Sunday, November 25, 2012


Half a century ago the trade routes of the West Indies were still being plied by wooden sailing schooners built on the island of Bequia. Today only one remains.

The Friendship Rose was built entirely by hand on the beach at Friendship Bay, framed with solid Bequia white cedar and Guyana green, she is strong and sure. Norway pine masts, replaced this summer as one broke through rot, 80 feet tall as fat as two rugby players, brace the 600 yards of sail that power her. Took 3 years and 4 men to build her. Built strong she was. Searched Bequia's tallest hills to find the right trees they did. Still strong she is, after 40 years of work.

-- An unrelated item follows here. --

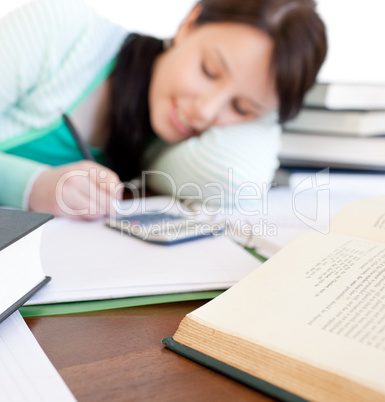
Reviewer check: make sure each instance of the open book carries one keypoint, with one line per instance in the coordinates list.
(309, 322)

Built to carry cargo between the islands. She was the Bequia to St Vincent ferry, the mail boat, a working trading schooner She continued to work as the mail boat, carrying goods and passengers, under sail until the early 1990's.

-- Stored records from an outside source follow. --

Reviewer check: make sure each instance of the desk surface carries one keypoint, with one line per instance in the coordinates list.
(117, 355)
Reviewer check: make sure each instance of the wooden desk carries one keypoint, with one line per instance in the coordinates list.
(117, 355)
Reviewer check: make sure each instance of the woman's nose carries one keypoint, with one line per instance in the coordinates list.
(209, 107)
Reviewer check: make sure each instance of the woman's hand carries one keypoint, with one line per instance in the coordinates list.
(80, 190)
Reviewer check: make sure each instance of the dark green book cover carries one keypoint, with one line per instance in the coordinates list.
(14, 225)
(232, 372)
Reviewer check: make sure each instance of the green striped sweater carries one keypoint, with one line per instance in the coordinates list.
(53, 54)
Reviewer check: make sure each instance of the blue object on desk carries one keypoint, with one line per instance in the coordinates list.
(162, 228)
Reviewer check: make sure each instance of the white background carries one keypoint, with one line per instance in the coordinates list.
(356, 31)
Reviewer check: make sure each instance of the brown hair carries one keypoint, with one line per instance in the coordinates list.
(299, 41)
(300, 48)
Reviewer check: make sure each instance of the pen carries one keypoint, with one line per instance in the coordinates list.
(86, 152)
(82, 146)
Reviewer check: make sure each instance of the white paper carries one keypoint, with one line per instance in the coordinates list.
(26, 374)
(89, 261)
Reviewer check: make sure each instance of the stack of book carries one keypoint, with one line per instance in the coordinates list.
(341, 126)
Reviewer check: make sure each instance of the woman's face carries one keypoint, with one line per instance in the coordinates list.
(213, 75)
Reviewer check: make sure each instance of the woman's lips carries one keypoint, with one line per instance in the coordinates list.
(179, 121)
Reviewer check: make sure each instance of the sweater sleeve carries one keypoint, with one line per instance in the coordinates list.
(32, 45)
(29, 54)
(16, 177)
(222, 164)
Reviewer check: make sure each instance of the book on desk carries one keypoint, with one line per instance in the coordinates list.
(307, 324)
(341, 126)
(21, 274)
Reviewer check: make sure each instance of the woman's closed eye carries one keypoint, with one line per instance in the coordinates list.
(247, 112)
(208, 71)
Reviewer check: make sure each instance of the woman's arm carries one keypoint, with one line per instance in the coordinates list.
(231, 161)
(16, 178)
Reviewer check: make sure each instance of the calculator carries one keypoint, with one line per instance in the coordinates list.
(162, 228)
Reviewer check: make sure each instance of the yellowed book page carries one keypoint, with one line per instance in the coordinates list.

This entirely traditional, gaff rigged, two masted, wooden sailing schooner is now being maintained in Bequia using the same local timbers and traditional methods.

Where planks are being replaced on the Friendship Rose the original spikes are found in great condition, tight in the timbers. The replacement traditional boat nails are being supplied by Glasgow Steel Nail Co Ltd.

Sailing in the old time way on an old time wooden sailing schooner is hard work. Raising 600 yards of canvass and the upper boom, in a gusting wind, takes skill and muscle. There are no winches and powered gear as in a modern sailing boat. Manpower lifts the sail as winds wrestle the canvas and its rigging says captain Lewis, “40 years sailing.

One, two, three, and pull. Tighten the grip and take up the slack, Ley is falling on his back. Tighten the grip and take up the slack. Pull the sheet to set him back. Tighten the grip and take up the slack, hoist that sail before we tack.!.

"She was launched without an Engine”, he explains, “but after we drifted for eight days with no wind on a trip to St Lucia, we added the engine”.

The Friendship Rose now enjoys a more relaxed life, making day sails for visitors to the nearby Tobago Cays and the island of Mustique.

Turtle Man It was with great apprehension, after our previous experiences on Grenada, that we hired a taxi to take us to the windward side of Bequia to see The Turtle Man. As it turned out the taxi was spotless, as was the driver....and he was gentle with his cargo. The drive was scenic as we passed some posh homes with lovely landscaping as well as an old sugar mill that was part of a plantation along the way.

The original 'Turtle Man',
was located on a breathtakingly beautiful section of shoreline. Housed within the simple building were tanks holding various ages of turtles from six weeks to 15 years. For the whole story we will invite you to go to:

Most of the turtles we saw were Hawksbills with a couple of Green Turtles and a small collection of land tortoises.
They were exceedingly beautiful creatures to see, especially the Green Turtles. One of the key discoveries that Brother Orton made was that baby turtles could be raised on canned tuna fish. The pictures will tell the rest of the story of our visit!